13. Regular expression library

The experimental REGEX module implement regular expression parser and pattern matching functionality.

Currently its in very early stage and implements only very few basic regex operations.

All functions and symbols are in “regex” module, use require to get access to it.

require daslib/regex

13.1. Type aliases

CharSet = uint[8]

Character set for regex.

ReGenRandom = iterator<uint>

Regex generator random iterator.

variant MaybeReNode

Regex node or nothing.

Variants:
  • value : ReNode ? - Node.

  • nothing : void? - Nothing.

13.2. Enumerations

ReOp

Type of regular expression operation.

Values:
  • Char = 0 - Matching a character

  • Set = 1 - Matching a character set

  • Any = 2 - Matches any character

  • Eos = 3 - Matches end of string

  • Group = 4 - Matching a group

  • Plus = 5 - Repetition: one or more

  • Star = 6 - Repetition: zero or more

  • Question = 7 - Repetition: zero or one

  • Concat = 8 - First followed by second

  • Union = 9 - Either first or second

13.3. Structures

ReNode

Regular expression node.

Fields:
  • op : ReOp - Regex operation

  • id : int - Unique node identifier

  • fun2 : function<(regex: Regex ;node: ReNode ?;str:uint8?):uint8?> - Matchig function

  • gen2 : function<(node: ReNode ?;rnd: ReGenRandom ;str: StringBuilderWriter ):void> - Generator function

  • at : range - Source range

  • text : string - Text fragment

  • textLen : int - Length of text fragment

  • all : array< ReNode ?> - All child nodes

  • left : ReNode ? - Left child node

  • right : ReNode ? - Right child node

  • subexpr : ReNode ? - Subexpression node

  • next : ReNode ? - Next node in the list

  • cset : CharSet - Character set for character class matching

  • index : int - Index for character class matching

  • tail : uint8? - Tail of the string

Regex

Regular expression structure.

Fields:
  • root : ReNode ? - Root node of the regex.
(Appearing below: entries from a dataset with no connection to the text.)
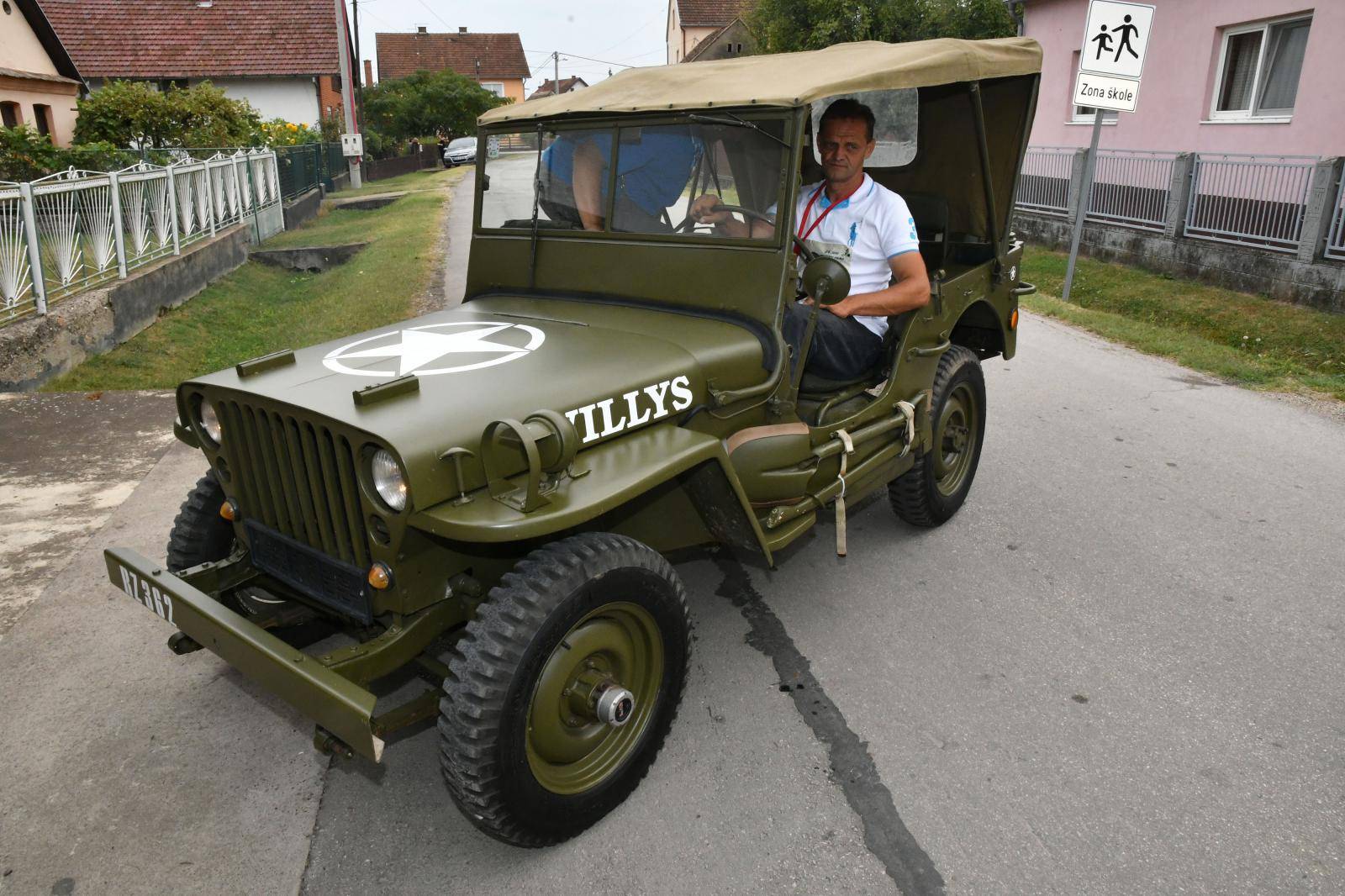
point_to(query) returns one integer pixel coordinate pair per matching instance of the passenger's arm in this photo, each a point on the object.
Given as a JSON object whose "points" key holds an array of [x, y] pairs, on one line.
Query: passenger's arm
{"points": [[588, 185], [910, 289]]}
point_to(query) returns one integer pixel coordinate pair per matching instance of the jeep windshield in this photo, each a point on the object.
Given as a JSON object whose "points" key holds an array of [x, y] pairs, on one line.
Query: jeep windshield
{"points": [[639, 178]]}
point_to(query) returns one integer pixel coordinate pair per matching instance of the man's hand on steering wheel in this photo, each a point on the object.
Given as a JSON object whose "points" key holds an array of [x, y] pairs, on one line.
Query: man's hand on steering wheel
{"points": [[705, 210]]}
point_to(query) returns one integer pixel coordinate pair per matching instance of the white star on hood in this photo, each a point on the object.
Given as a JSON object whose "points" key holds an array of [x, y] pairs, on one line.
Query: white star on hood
{"points": [[420, 347]]}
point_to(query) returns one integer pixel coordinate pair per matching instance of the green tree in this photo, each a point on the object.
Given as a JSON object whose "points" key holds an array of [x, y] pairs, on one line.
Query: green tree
{"points": [[134, 113], [784, 26], [425, 103]]}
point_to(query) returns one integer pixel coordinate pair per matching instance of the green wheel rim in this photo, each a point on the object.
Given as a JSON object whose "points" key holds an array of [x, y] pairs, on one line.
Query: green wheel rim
{"points": [[569, 751], [955, 440]]}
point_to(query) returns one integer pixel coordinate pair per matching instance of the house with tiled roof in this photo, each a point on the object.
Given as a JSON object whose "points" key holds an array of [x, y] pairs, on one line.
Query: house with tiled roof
{"points": [[494, 61], [548, 87], [40, 81], [693, 22], [280, 55]]}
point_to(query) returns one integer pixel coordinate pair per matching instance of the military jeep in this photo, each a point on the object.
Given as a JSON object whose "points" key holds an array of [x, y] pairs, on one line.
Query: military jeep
{"points": [[482, 498]]}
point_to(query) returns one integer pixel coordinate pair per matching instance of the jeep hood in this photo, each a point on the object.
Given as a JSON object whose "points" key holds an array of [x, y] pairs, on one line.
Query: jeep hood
{"points": [[609, 366]]}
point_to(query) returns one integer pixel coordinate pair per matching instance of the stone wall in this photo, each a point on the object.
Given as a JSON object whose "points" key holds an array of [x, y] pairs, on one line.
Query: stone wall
{"points": [[1320, 282], [37, 350], [1301, 275]]}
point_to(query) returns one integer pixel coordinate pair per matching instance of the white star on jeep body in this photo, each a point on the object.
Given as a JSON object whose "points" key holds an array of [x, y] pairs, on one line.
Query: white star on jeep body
{"points": [[423, 346], [419, 347]]}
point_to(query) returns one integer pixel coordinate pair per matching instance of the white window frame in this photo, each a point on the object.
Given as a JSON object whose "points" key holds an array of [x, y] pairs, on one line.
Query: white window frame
{"points": [[1253, 112]]}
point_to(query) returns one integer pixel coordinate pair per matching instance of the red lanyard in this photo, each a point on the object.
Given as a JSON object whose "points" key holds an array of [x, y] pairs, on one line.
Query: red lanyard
{"points": [[807, 210]]}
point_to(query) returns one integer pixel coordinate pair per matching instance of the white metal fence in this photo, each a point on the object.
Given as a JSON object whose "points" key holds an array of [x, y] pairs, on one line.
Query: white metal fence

  • match : uint8? - Original source text.

  • groups : array<tuple<range;string>> - Captured groups.

  • earlyOut : CharSet - Character set for early out optimization.

  • canEarlyOut : bool - Whether early out optimization is enabled.

13.4. Compilation and validation

visit_top_down(node: ReNode?; blk: block<(var n:ReNode?):void>)

Visitor for regex nodes in top-down manner.

Arguments:
is_valid(re: Regex): bool

Whether the regex is valid.

Arguments:
regex_compile(re: Regex; expr: string): bool

Precompile a regular expression.

Arguments:
  • re : Regex

  • expr : string

regex_compile(expr: string): Regex

Precompiles regular expression.

Arguments:
  • expr : string

regex_compile(re: Regex): Regex

Precompile a regular expression.

Arguments:
regex_debug(regex: Regex)

Debugs regular expression by printing its structure.

Arguments:
debug_set(cset: CharSet)

Debugs character set by printing all characters it contains.

Arguments:

13.5. Access

regex_group(regex: Regex; index: int; match: string): string

Returns the substring matched by the specified regex group.

Arguments:
  • regex : Regex

  • index : int

  • match : string

regex_foreach(regex: Regex; str: string; blk: block<(at:range):bool>)

Iterate over all matches of a regex in a string.

Arguments:
  • regex : Regex

  • str : string

  • blk : block<(at:range):bool>

13.6. Match & replace

regex_match(regex: Regex; str: string; offset: int = 0): int

Matches a regular expression against a string and returns the position of the match.

Arguments:
  • regex : Regex

  • str : string

  • offset : int

regex_replace(regex: Regex; str: string; blk: block<(at:string):string>): string

Replaces substrings matched by the regex with the result of the provided block.

Arguments:
  • regex : Regex

  • str : string

  • blk : block<(at:string):string>

13.7. Generation

re_gen_get_rep_limit(): uint

Limit of repetitions for regex quantifiers.

re_gen(re: Regex; rnd: ReGenRandom): string

Generate a random string matching the regex.

Arguments: